2. The method according to claim 1, characterized in that, The power energy storage subsystem includes a hydrogen energy storage subsystem; the objective function is configured with constraints; wherein the constraints include: thermal energy balance constraints and thermal storage tank state constraints after nuclear-thermal decoupling in the nuclear energy subsystem, state of charge constraints for battery energy storage, and material balance constraints for the hydrogen energy storage subsystem.

3. The method according to claim 1, characterized in that, The process of processing the regional data to determine the power generation factor and electricity demand includes: The electricity demand data is normalized, and the electricity demand is determined based on the normalized electricity demand data. The power generation factor is determined based on the meteorological data.

4. The method according to claim 3, characterized in that, The meteorological data includes the total horizontal radiation and ambient temperature of the target area, and the power generation factor includes the solar power generation factor. The step of determining the power generation factor based on the meteorological data includes: The solar power generation factor is determined based on the total horizontal radiation and the ambient temperature.

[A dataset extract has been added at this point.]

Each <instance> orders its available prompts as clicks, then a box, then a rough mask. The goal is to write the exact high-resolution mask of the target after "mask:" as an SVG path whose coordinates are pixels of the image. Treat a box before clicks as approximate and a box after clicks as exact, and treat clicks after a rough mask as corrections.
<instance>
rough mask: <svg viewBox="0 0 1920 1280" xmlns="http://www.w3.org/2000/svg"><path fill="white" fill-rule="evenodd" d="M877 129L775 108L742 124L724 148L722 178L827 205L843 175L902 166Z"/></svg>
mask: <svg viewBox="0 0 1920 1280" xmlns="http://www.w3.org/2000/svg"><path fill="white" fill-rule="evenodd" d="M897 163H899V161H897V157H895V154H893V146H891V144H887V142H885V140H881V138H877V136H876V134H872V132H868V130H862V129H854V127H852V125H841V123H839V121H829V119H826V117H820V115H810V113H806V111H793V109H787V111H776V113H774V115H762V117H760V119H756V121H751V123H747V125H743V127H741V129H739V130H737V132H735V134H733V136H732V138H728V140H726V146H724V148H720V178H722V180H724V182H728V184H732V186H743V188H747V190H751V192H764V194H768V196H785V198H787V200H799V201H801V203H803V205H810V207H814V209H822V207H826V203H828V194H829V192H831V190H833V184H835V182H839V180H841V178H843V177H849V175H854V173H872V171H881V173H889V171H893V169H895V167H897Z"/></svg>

5. The method according to claim 3, characterized in that, The meteorological data includes the wind speed at a preset altitude corresponding to a preset altitude in the target area, and the power generation factor includes the wind power generation factor; The step of determining the power generation factor based on the meteorological data includes: The wind power generation factor is determined based on the preset wind speed at the preset altitude and the preset wind speed threshold.

6. The method according to claim 5, characterized in that, The preset wind speed threshold includes the preset cut-in wind speed and the preset rated wind speed; The step of determining the wind power generation factor based on the preset height wind speed and the preset wind speed threshold includes: If the preset height wind speed is less than the preset rated wind speed and not less than the preset cut-in wind speed, the wind power generation factor is determined based on the preset height wind speed and the preset rated wind speed.

7. The method according to claim 6, characterized in that, The preset wind speed threshold also includes a preset cut-out wind speed; The step of determining the wind power generation factor based on the preset height wind speed and the preset wind speed threshold also includes: If the preset wind speed at the height is less than the preset cut-in wind speed, or if the preset wind speed at the height is greater than the preset cut-out wind speed, the wind power generation factor is determined to be 0. If the wind speed at the preset height is not greater than the preset cut-out wind speed and not less than the preset rated wind speed, the wind power generation factor is determined to be 1.

8. A zero-carbon energy system, characterized in that, include: The system comprises a controller, a nuclear energy subsystem, a renewable energy subsystem, an energy storage subsystem, and a power grid subsystem; wherein the controller is used to optimize the configuration of the zero-carbon energy system using the method described in any one of claims 1-7.

9. The system according to claim 8, characterized in that, The nuclear energy subsystem includes a reactor, a thermal storage tank, and a steam generator; the renewable energy subsystem includes a wind power generation unit and a solar power generation unit; the power storage subsystem includes a battery storage subsystem and a hydrogen storage subsystem; wherein the battery storage subsystem includes a battery, and the hydrogen storage subsystem includes an electrolyzer, a hydrogen storage tank, and a fuel cell.

10. A computer-readable storage medium, characterized in that, The computer-readable storage medium stores a computer program, which, when executed by a processor, performs the steps of the method described in any one of claims 1-7.